Instant Pot Lentil Soup
from kristineskitchenblog.com
The most delicious Instant Pot Lentil Soup recipe! This soup is a warm and cozy meal that is both hearty and easy to make.
Prep Time20 minutes mins
Cook Time8 minutes mins
Inactive Time35 minutes mins
Total Time1 hour hr 3 minutes mins
Servings: 7 servings
Calories: 266kcal
- 2 tablespoons olive oil
- 1 small yellow onion chopped
- 2 medium carrots chopped into ¼-inch thick rounds or half-rounds
- 2 ribs celery chopped
- 4 cloves garlic minced
- 1 ½ teaspoons dried thyme
- 1 teaspoon ground cumin
- 1 teaspoon smoked paprika
- 1 teaspoon salt
- ¼ teaspoon pepper
- 6 cups low sodium vegetable broth
- 15 ounce can fire roasted crushed tomatoes
- 1 ½ cups dry green or brown lentils picked over and rinsed
- 2 cups chopped fresh spinach
- grated Parmesan cheese optional, for serving
Heat the olive oil in the Instant Pot using the sauté function.
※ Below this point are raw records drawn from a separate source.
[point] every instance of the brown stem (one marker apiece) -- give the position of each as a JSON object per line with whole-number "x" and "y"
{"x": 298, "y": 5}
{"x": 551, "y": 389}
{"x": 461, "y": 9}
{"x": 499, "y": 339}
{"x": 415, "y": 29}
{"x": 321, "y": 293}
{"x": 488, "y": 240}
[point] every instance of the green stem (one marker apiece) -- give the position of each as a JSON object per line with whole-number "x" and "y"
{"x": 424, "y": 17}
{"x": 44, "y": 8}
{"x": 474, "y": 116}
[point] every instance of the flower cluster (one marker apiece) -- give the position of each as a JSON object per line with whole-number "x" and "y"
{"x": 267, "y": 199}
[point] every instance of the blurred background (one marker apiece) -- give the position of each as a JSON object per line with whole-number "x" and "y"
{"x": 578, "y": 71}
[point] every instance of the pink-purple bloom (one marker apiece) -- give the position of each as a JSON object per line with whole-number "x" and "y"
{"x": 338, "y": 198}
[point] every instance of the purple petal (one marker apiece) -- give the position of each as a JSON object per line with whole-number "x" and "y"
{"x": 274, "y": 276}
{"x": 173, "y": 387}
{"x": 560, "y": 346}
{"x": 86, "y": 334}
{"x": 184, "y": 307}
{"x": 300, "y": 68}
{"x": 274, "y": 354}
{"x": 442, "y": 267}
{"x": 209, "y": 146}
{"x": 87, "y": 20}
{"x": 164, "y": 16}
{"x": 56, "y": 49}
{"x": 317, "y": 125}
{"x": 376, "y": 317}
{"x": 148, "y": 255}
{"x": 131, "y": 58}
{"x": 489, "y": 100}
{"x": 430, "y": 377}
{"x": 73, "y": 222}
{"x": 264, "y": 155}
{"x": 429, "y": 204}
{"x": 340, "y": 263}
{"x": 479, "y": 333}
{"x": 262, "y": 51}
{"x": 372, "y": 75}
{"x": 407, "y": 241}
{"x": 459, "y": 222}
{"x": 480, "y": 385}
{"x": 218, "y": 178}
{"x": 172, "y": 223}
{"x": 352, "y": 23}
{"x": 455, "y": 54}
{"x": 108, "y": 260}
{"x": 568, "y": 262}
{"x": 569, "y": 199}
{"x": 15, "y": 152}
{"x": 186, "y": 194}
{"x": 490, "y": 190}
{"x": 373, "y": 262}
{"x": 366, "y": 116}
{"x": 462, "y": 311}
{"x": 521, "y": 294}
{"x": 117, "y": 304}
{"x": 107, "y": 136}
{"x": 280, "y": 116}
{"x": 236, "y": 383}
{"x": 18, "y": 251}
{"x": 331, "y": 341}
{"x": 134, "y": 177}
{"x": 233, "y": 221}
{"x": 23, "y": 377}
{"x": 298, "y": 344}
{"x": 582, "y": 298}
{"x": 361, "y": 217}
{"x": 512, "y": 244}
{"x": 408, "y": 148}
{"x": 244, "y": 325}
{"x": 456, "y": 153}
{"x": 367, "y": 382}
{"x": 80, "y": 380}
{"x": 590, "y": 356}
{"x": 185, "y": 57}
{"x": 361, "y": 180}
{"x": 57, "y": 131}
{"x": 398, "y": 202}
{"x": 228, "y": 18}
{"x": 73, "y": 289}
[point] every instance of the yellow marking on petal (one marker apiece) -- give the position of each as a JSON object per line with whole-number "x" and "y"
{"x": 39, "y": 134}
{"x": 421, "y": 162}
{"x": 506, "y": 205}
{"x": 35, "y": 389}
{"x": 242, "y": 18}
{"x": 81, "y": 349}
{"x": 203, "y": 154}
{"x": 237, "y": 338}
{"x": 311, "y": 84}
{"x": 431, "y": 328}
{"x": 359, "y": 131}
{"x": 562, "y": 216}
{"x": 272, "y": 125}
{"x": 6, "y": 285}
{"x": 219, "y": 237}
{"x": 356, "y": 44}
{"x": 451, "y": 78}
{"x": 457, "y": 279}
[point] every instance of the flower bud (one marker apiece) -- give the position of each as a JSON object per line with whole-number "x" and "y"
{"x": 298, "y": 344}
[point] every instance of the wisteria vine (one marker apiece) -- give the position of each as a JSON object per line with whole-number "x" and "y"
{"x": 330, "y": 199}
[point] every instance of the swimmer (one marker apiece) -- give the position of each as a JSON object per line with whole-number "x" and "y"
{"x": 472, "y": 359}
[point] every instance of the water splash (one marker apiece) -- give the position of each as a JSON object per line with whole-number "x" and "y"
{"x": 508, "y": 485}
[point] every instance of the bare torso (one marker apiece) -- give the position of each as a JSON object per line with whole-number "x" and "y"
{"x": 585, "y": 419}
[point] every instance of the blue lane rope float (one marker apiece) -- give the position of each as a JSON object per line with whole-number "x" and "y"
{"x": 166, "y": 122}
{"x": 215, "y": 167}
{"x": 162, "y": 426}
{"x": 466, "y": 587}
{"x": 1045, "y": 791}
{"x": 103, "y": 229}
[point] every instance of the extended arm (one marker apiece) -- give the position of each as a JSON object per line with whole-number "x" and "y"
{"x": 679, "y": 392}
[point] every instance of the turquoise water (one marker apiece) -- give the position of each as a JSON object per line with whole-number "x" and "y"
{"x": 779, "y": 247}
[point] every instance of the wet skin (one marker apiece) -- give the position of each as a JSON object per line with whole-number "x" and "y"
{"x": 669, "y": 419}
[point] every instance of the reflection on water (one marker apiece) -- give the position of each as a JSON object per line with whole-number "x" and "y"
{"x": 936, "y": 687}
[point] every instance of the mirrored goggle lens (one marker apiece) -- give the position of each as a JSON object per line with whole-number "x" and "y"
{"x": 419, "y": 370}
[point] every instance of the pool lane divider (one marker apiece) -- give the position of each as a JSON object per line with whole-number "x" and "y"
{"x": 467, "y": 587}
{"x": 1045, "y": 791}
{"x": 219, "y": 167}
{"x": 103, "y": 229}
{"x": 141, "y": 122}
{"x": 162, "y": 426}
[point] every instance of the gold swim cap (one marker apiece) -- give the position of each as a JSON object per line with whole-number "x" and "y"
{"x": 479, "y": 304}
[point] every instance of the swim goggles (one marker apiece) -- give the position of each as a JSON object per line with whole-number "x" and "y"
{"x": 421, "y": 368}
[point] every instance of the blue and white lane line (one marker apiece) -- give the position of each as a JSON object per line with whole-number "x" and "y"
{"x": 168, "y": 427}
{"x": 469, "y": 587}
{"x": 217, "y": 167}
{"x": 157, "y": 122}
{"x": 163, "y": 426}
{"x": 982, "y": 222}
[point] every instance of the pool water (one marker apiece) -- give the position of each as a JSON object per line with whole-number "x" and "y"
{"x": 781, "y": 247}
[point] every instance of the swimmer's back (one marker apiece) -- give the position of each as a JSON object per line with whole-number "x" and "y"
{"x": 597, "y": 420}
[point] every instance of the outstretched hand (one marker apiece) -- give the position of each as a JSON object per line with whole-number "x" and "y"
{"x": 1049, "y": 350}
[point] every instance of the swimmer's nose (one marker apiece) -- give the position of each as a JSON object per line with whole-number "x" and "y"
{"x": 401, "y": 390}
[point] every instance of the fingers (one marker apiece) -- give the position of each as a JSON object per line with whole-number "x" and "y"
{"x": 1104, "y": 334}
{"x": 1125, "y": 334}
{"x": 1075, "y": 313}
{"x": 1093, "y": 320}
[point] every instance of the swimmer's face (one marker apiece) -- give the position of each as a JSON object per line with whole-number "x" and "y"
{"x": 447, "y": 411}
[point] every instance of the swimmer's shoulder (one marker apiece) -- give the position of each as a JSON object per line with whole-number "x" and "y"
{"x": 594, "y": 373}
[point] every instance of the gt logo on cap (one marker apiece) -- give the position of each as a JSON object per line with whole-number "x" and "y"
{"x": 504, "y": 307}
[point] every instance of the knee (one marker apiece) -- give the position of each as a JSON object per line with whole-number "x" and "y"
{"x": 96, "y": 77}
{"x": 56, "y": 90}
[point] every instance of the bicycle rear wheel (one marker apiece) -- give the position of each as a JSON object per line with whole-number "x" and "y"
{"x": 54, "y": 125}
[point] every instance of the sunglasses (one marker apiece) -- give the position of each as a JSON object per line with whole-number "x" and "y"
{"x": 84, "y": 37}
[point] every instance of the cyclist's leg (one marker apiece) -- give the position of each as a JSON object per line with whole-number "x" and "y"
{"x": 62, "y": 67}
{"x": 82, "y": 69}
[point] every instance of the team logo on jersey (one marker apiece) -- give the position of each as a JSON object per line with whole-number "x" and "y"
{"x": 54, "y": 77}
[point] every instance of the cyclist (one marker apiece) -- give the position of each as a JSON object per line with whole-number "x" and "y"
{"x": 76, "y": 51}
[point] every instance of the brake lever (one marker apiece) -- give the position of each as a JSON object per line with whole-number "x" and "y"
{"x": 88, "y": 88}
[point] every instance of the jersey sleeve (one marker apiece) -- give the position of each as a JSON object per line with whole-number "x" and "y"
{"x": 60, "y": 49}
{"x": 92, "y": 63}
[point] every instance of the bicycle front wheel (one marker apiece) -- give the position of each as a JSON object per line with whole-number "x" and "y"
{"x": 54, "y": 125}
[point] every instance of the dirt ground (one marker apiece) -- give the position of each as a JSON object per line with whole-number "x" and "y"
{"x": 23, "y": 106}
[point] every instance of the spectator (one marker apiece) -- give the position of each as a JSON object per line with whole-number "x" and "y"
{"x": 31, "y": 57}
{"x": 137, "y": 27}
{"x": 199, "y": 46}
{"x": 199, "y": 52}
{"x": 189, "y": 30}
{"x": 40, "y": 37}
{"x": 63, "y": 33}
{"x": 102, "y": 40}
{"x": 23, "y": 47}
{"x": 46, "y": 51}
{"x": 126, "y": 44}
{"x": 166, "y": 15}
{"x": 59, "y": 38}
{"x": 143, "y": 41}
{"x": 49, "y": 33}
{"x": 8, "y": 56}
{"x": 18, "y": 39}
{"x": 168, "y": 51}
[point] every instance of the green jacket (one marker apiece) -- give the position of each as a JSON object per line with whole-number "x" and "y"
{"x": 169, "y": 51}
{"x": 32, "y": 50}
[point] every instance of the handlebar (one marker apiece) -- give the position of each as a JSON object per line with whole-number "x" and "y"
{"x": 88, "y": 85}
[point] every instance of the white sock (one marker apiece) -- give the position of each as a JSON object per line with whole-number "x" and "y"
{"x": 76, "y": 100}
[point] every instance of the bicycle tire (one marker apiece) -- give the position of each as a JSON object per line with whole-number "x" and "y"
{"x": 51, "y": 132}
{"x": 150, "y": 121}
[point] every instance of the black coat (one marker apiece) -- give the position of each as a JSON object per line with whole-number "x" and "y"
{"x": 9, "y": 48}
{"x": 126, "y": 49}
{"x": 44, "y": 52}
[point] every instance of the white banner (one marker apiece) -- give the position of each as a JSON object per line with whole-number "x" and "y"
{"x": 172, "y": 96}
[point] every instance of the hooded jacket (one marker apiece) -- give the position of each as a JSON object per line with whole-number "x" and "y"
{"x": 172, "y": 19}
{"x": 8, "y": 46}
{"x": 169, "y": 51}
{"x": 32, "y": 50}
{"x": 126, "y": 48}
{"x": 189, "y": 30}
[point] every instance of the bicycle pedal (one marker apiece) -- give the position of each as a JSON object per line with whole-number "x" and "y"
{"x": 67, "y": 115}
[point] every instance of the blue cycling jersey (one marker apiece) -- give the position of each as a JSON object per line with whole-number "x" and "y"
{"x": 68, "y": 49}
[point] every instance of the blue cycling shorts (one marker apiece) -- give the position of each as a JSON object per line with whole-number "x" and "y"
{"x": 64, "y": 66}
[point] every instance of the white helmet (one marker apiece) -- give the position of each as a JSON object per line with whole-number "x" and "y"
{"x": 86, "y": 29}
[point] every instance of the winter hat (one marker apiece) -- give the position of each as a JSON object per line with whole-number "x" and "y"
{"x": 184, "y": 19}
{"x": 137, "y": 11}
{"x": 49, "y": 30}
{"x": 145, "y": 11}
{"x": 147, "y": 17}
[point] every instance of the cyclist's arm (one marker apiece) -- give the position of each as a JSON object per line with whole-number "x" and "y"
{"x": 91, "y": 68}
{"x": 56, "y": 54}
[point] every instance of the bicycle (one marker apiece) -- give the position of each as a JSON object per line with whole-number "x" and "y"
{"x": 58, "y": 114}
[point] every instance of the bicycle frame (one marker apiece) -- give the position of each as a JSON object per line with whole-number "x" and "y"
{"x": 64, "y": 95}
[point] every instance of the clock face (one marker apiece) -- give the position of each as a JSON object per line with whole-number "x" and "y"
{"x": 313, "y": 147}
Add the onion, carrots and celery and sauté until softened, stirring often, about 5 minutes.
Add the garlic, dried thyme, cumin, smoked paprika, salt and pepper. Cook, stirring, for 30 seconds and then press Cancel to turn off the Saute function.
Pour in the broth and scrape up any bits that are stuck to the bottom of the pot. Add the crushed tomatoes and lentils and stir.
Close the Instant Pot lid and move the steam release valve to the sealing position. Set the cook time to 8 minutes at high pressure using the Pressure Cook or Manual function. The Instant Pot will take about 25 minutes to reach pressure and then the cook time will begin counting down.
When the cook time ends, allow the pressure to release naturally for 10 minutes by leaving the Instant Pot alone. Then carefully move the steam release valve to the venting position (I use the handle of a long spoon to do this).
Wait for all of the steam to escape and the pin to drop down and then carefully open the Instant Pot lid. Stir the chopped spinach into the soup. Serve with grated Parmesan, if desired.
- For a brighter flavor, stir in a squeeze of lemon juice to each bowl of soup when serving.
- Store leftover lentil soup in an airtight container in the refrigerator for up to 4 days or in the freezer for up to 3 months.
Serving: 11/4 cups | Calories: 266kcal | Carbohydrates: 42g | Protein: 15g | Fat: 5g | Saturated Fat: 1g | Sodium: 1251mg | Potassium: 840mg | Fiber: 18g | Sugar: 7g | Vitamin A: 4499IU | Vitamin C: 13mg | Calcium: 82mg | Iron: 6mg
Nutrition information is only an estimate.